Nos puede servir de ejemplo el proceso de Agustín de Hipona, que se convirtió al escuchar la voz de un niño que repetía canturreando: “Toma, lee; toma, lee”. Cuenta que en ese momento: “Volvió al lugar donde estuvo sentado, en el que había dejado el códice: y dice esta importante frase: Le arrebaté, lo abrí y leí en silencio lo primero que vieron mis ojos”. Es decir, “no en comilonas y embriagueces, no en lechos y en liviandades, no en contiendas y emulaciones, sino revestíos de nuestro señor Jesucristo y no cuidéis de la carne con demasiados deseos”. Al leer esta frase de san Pablo, se le abrieron los ojos y creyó. Anteriormente, a instancias de su madre, había tomado la Biblia y la había leído, pero sin entenderla ni creerla.
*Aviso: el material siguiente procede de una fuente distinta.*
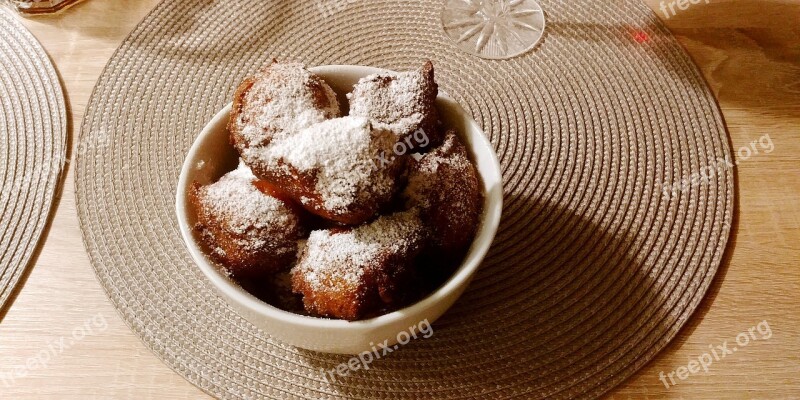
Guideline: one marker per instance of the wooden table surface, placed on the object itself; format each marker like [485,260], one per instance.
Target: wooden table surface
[61,338]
La Escritura se lee desde la fe, al calor de la Iglesia y con la compañía de los santos. Es el mismo Dios quien nos habla y, para escucharlo, no basta tener una buena gramática, una atención intelectual. Es necesario un buen corazón; un corazón habla a otro, al nuestro. Hace falta estar bajo el amparo del Espíritu Santo, quien nos lo enseña todo. Hay que tener un corazón humilde, ya que “el soberbio nada sabe”.
Dice el Papa: “El papel del Espíritu Santo en la Sagrada Escritura es fundamental. Sin su acción, el riesgo de permanecer encerrados en el mero texto escrito estaría siempre presente, facilitando una interpretación fundamentalista, de la que es necesario alejarse para no traicionar el carácter inspirado, dinámico y espiritual que el texto sagrado posee. Como recuerda el Apóstol: "La letra mata, mientras que el Espíritu da vida (2 Co 3,6). El Espíritu Santo, por tanto, transforma la Sagrada Escritura en Palabra viva de Dios, vivida y transmitida en la fe de su pueblo santo".
La Sagrada Escritura ocupa un lugar preferencial en la vida del cristiano. En todos los hogares debe estar presente en un sitio privilegiado. Debemos leerla y releerla, meditarla. Como muchos pasajes son oscuros, debido a nuestra poca formación, comencemos por los Evangelios, a su luz se interpretan los demás libros. Acudamos a ediciones de la Biblia que contengan unas buenas notas explicativas y no olvidemos leerlas con humildad, es Dios quien habla.